Convolutional neural networks are powerful discriminative models that are only now starting to be used in the medical domain, mostly in image recognition in radiology applied to oncology16,17. The method is potentially more acute than anything a human brain could accomplish, as it is able to assess and remember a larger number of data with small variations; hence, our desire to test it with the differentiation of mass spectra very similar to one another, all identified as belonging to the same species. Here, we tested a simple single layer CNN, and we showed that it produces promising classification scores, even though improvement can be made, especially regarding the results obtained with the BACT-MS. Our results were obtained with a limited number of isolates belonging to the clone category (19 which were compared to a panel of 36 isolates from various origins). In some cases, lowering this number would be of interest but we do not have enough evidence yet to define a lower limit of isolates that would be necessary to obtain satisfactory machine learning results. One of the limits of using CNNs is that they are highly dependent on the quality of the data and thus the available MS machine. Due to the lower accuracy observed with the BACT-MS, we look in detail at the spectra to visualize the differences between the machines (Supplementary Fig. 1) and we examined the machine parameters. Peaks in the lower masses lacked in intensity for both clones and non-clone with the BACT-MS compared to the two other instruments. The calibration of the three machines was comparable, but we noticed that the laser in the BACT-MS machine was older (6 years old compared to 2 and 3 years old for the other machines) and that it had already been used for a larger number of shots (14,179,000 for the SAT-MS, 24,042,000 for the MYCO-MS and 97,705,000 for the BACT-MS). Indeed, it is of great interest to test the model on data acquired on nonlocal mass spectrometers, as it will allow the globalization of the method. It would also be interesting to expand the current model or use improved models to identify clones of other species that may help in preventing epidemic issues, as MALDI-TOF identifications are now the first line of identifications in clinical laboratories.

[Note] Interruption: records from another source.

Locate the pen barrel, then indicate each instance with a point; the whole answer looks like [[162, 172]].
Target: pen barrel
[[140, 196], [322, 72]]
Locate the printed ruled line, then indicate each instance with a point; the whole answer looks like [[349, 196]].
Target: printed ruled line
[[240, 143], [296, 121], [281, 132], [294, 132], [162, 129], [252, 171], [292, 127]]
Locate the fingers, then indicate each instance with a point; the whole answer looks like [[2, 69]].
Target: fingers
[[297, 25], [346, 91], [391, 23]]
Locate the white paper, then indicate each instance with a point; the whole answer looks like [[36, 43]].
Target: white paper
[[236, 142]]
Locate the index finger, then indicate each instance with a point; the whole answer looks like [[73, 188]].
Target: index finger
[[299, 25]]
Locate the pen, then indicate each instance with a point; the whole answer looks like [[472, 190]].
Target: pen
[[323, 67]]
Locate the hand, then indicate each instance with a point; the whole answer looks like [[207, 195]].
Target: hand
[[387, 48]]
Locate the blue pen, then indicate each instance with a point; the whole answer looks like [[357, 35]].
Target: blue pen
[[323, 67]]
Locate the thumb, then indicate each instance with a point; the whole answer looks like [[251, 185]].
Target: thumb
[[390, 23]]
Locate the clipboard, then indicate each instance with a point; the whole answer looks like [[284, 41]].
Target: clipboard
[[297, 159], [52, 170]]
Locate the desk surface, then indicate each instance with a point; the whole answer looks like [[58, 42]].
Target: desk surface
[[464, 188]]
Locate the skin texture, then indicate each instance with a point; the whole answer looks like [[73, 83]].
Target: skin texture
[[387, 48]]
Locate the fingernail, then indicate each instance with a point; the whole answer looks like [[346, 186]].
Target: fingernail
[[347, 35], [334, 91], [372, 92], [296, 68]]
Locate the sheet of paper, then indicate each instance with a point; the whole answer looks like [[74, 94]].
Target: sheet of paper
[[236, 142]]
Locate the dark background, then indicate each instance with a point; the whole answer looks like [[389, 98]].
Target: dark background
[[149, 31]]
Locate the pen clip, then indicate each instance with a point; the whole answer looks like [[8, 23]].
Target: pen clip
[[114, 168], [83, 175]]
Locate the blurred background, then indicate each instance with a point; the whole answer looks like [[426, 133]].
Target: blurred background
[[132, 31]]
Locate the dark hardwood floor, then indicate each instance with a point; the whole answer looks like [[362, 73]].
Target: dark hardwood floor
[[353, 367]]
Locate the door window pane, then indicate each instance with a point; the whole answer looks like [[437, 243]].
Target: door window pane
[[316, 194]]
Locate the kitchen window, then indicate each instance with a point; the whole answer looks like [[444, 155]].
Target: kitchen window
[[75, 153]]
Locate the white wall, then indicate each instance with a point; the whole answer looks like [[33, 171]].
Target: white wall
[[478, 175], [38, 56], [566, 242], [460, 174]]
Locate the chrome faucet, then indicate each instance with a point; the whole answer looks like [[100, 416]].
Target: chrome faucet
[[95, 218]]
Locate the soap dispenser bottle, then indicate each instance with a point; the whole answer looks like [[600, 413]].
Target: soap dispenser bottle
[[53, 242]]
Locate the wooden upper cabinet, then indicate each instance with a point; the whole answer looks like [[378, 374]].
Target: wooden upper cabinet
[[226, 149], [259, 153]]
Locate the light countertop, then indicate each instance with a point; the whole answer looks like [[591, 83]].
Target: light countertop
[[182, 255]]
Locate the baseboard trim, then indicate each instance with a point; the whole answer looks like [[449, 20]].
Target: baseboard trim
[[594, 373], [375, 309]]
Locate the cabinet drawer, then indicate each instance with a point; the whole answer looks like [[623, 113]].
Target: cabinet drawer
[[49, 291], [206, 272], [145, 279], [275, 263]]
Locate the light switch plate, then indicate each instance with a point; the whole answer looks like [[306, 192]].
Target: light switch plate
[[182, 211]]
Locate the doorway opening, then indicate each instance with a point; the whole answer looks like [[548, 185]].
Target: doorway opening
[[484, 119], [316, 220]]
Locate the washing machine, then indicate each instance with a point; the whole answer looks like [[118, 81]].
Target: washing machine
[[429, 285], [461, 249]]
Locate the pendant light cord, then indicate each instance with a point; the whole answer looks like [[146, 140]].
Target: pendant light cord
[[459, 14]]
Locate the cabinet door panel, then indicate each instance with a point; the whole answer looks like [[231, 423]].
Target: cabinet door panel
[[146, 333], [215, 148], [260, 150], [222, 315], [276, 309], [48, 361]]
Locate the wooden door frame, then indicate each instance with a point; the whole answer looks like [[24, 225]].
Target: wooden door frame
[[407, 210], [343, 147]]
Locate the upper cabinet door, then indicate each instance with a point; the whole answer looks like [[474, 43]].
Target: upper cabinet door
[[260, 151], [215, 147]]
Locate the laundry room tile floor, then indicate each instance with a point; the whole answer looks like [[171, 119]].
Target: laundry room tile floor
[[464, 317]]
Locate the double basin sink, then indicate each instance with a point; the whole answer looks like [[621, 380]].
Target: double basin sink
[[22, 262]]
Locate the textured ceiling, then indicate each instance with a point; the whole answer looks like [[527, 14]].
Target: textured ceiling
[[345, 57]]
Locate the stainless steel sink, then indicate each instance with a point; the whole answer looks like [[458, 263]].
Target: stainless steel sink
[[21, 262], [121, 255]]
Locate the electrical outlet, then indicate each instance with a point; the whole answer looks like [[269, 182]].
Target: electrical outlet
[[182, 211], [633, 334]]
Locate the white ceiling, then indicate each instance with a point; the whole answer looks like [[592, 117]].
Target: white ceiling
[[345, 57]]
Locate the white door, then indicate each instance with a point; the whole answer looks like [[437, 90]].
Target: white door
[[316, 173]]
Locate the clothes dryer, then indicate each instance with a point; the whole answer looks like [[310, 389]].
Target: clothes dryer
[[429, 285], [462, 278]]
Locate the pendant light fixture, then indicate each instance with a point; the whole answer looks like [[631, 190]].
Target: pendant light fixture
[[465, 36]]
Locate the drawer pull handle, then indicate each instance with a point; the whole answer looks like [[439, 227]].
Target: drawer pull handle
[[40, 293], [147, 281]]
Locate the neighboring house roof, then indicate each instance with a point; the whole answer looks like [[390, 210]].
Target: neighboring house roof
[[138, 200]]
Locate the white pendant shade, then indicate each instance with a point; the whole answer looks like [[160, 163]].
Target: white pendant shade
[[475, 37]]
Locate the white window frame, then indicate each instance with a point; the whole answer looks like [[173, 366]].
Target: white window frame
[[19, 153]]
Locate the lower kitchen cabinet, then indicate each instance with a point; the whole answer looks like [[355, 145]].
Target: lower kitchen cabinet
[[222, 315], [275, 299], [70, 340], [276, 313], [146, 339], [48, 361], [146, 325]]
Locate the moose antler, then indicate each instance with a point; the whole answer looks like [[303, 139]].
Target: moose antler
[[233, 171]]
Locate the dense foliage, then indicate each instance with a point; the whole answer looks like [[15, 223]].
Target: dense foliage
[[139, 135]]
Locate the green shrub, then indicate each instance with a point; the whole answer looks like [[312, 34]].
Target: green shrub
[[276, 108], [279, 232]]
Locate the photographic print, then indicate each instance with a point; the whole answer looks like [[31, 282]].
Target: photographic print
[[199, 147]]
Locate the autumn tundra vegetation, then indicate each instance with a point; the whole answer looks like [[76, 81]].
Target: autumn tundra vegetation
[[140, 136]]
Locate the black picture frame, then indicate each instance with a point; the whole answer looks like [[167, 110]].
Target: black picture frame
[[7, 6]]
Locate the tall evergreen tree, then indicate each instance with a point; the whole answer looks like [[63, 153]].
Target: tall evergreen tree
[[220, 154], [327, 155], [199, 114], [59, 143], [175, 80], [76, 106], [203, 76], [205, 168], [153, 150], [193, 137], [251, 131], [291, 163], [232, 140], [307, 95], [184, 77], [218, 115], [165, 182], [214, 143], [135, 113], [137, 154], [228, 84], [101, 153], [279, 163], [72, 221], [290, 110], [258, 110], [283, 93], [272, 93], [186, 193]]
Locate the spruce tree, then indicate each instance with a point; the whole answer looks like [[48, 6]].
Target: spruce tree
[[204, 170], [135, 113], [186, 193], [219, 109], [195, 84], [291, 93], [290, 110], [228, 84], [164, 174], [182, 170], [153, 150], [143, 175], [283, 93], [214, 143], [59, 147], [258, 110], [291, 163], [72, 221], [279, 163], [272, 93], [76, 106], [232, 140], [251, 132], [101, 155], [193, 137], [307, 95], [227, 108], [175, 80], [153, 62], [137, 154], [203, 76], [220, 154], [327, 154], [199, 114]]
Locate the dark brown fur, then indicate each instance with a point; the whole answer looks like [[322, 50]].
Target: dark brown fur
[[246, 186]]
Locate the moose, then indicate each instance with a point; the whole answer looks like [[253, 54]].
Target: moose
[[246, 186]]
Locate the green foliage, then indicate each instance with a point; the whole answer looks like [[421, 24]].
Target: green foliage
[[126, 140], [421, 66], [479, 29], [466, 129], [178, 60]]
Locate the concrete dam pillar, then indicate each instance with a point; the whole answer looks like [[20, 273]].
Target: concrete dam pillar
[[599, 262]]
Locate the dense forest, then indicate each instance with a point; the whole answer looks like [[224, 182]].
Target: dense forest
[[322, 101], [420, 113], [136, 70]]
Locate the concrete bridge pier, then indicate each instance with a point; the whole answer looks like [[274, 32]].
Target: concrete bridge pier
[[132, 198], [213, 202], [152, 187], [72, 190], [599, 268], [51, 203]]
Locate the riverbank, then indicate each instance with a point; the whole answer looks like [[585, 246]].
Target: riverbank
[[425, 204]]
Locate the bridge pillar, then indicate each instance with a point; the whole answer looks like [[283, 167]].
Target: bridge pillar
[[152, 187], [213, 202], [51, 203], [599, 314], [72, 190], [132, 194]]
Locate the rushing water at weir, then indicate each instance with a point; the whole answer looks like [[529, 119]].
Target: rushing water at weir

Nevertheless, this simple CNN needs further improvements to better ensure the clone identification task, particularly when spectra exhibit only small variations in mass and intensity. Differences in machine tunings due to local technical configurations or due to aging of the various components of the machine can lead to a reduction in the classification performance, as observed in our study. Nevertheless, we showed here encouraging results regarding the distinction of clonal and nonclonal isolates using a set of spectra obtained from different MS machines. Other neural networks, especially deeper CNNs, Siamese CNNs, recurrent neural networks (RNNs) or hybrid neural networks, should be tested because they might give more reliable and reproducible classification results by freeing oneself from the local variations linked to the machine environment. To apply the model to other biological purposes, it will be important to build applications capable of detecting the presence of a clone already characterized from the mass spectra generated by the routine activity of laboratories. Online identification systems, as is the case for the former MSI19 and the new MSI-213 applications used for the precise identification of fungi involved in human and animal pathology, could be an asset by making it possible to search for a clone not only in the laboratory that first reported the epidemic phenomenon and provided spectra to train a neural network but also for all the other laboratories that add their spectra to the identification system.